I did art, textiles and ceramics at school and knew I was going to be creative in some form. And it was definitely timely in a 3D direction. I think my Saturday job at a jewellers pushed me over the edge when I started learning about gems from the repairs bench in the top floor of the building.
What are your aspirations for your business?
I’d love to be able to make bigger one off pieces, maybe more art style jewellery and exhibit more overseas. I’d also love to have work in shows in the US, they have an incredible appetite for contemporary jewellery.
Where do you feel most inspired?
I feel most inspired outdoors in the wilds. Now I’m in Scotland I love to walk in the mountains away from everyone. So I can think without interruption.
Who else inspires you?
I’m inspired by fellow jewellers, they are always so encouraging at shows when we meet. And I love to see other peoples individuality succeeding. It inspires me to see this, and know that there’s an appreciation for beautiful and different work.
What inspires you?
Life, my connections, my attachment to nature, reality, my love of materials, experimentation, sketchbooks.
How do you juggle all the different aspects of the job?

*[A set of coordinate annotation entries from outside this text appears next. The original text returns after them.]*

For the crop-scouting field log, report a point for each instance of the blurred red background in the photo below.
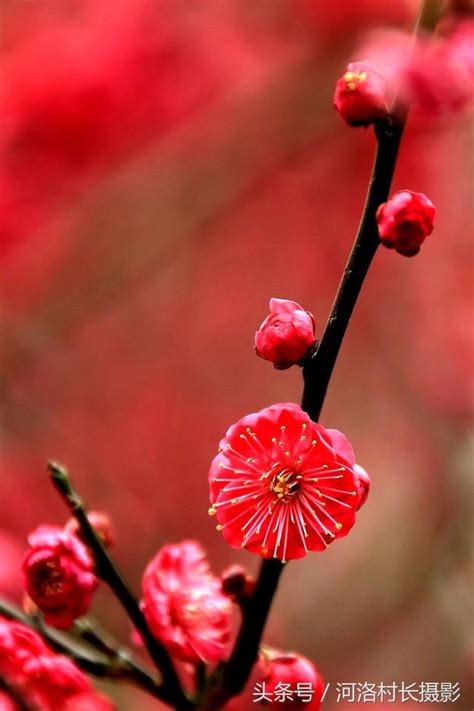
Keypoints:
(165, 168)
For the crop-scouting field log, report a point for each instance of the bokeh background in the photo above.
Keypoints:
(167, 166)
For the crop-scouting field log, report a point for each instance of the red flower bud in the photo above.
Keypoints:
(17, 644)
(52, 679)
(184, 605)
(289, 680)
(58, 575)
(287, 334)
(362, 482)
(102, 523)
(361, 95)
(405, 221)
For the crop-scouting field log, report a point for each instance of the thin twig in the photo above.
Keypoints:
(170, 689)
(120, 666)
(229, 679)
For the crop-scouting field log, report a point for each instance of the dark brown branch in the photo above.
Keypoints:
(230, 679)
(170, 690)
(121, 665)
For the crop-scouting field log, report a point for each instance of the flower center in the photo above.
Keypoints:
(285, 484)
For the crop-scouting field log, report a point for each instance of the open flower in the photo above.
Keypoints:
(184, 605)
(287, 334)
(58, 575)
(282, 485)
(362, 482)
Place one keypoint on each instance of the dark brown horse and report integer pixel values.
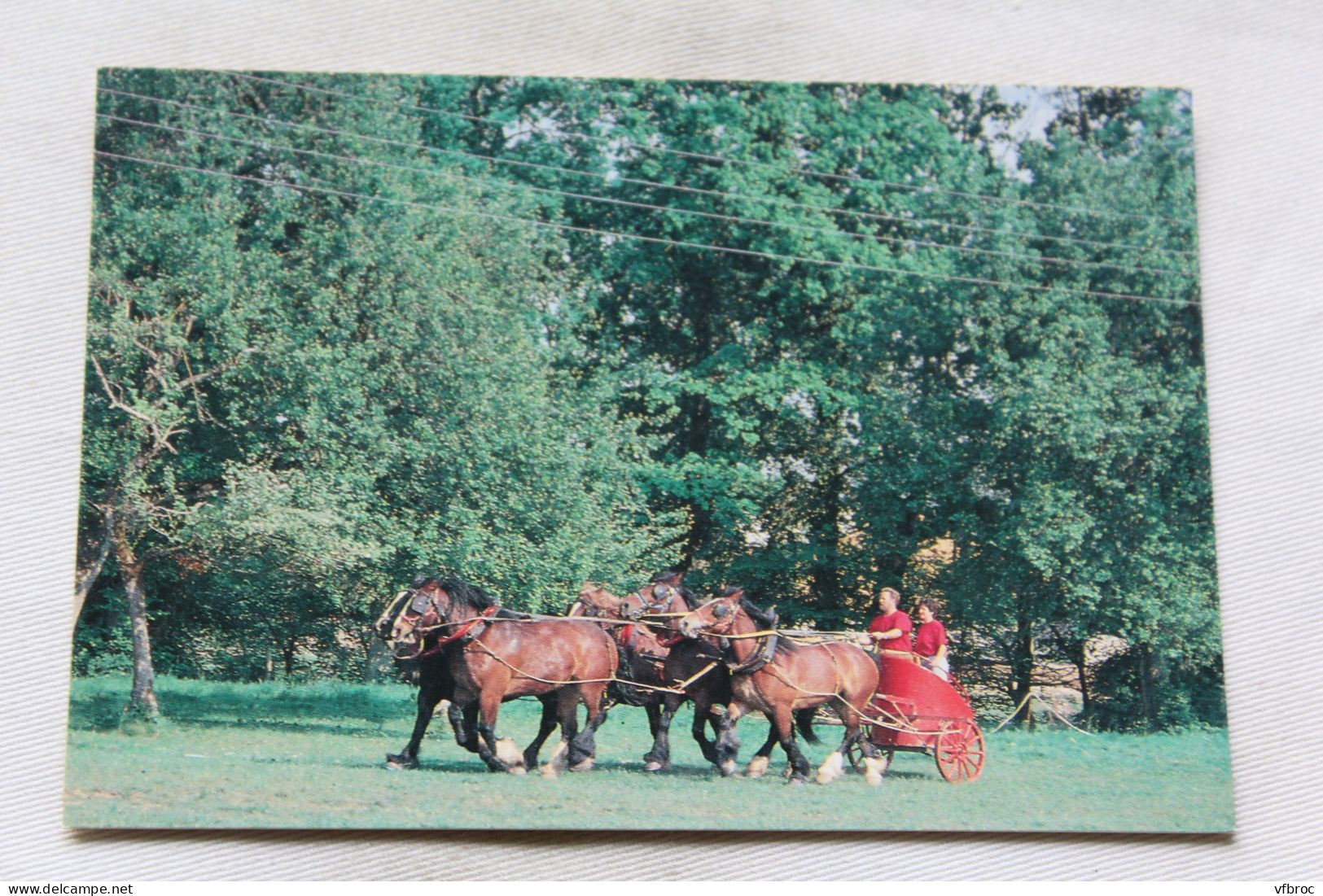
(779, 680)
(493, 658)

I don’t think I do to be honest. I think you just have to do as much as you can. And it’s important to realise it’s not life or death if something goes wrong. I think there’s a tendency for self employed people to be so critical of themselves and create unrealistic deadlines, that sometimes it’s good to look at the bigger picture and just admit you can’t do everything.

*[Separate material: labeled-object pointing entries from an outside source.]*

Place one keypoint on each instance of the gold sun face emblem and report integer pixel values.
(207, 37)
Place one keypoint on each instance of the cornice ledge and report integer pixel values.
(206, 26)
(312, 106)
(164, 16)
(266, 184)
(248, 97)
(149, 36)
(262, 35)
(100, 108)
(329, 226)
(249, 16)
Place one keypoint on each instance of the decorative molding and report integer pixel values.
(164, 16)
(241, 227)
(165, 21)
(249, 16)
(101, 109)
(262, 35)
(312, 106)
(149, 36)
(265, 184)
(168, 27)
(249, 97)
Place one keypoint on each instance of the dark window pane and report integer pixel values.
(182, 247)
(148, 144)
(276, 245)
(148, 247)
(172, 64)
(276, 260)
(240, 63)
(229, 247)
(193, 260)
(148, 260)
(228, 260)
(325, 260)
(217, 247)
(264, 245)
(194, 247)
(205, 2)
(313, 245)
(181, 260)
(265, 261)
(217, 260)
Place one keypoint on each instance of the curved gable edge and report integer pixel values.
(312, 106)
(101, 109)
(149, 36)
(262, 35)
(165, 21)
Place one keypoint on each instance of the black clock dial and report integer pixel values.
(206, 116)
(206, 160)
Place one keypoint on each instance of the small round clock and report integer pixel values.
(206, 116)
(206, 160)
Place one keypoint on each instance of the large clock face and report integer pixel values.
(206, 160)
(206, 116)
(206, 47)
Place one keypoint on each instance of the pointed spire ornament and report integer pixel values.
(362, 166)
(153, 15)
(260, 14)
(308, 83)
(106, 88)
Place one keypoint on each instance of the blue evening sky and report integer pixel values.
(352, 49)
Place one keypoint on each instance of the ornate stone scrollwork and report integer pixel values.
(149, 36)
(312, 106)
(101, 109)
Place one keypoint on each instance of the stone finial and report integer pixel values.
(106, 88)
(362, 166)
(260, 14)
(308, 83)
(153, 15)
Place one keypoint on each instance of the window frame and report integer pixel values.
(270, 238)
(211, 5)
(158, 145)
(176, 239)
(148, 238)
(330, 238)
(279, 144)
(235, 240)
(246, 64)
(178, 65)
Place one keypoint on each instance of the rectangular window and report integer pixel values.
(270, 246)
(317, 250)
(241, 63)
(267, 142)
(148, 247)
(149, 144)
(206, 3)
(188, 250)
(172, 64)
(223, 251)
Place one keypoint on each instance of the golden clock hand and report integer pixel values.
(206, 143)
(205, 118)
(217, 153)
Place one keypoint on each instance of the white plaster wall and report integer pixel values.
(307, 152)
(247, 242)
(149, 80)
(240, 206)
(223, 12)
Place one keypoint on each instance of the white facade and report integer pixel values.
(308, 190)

A jeweller has to be very multi-skilled – i.e. web designer, photographer, tea maker etc! How do you find that?
Very hard going. I love making and in the last twenty years I’ve found I spend so much less time making and more on social media, websites etc. It saddens me how much time I DON’T spend at the bench any more.
Jewellers often have to work quite flexible hours, how does that fit in with the rest of your life?
Its fine, thankfully it’s only me and the dog, so no one depending on me for anything, and I can be as creative as I like with work. I do love my work so it isn’t a chore, however I probably do work a bit too much, and really need to get a better work/life balance.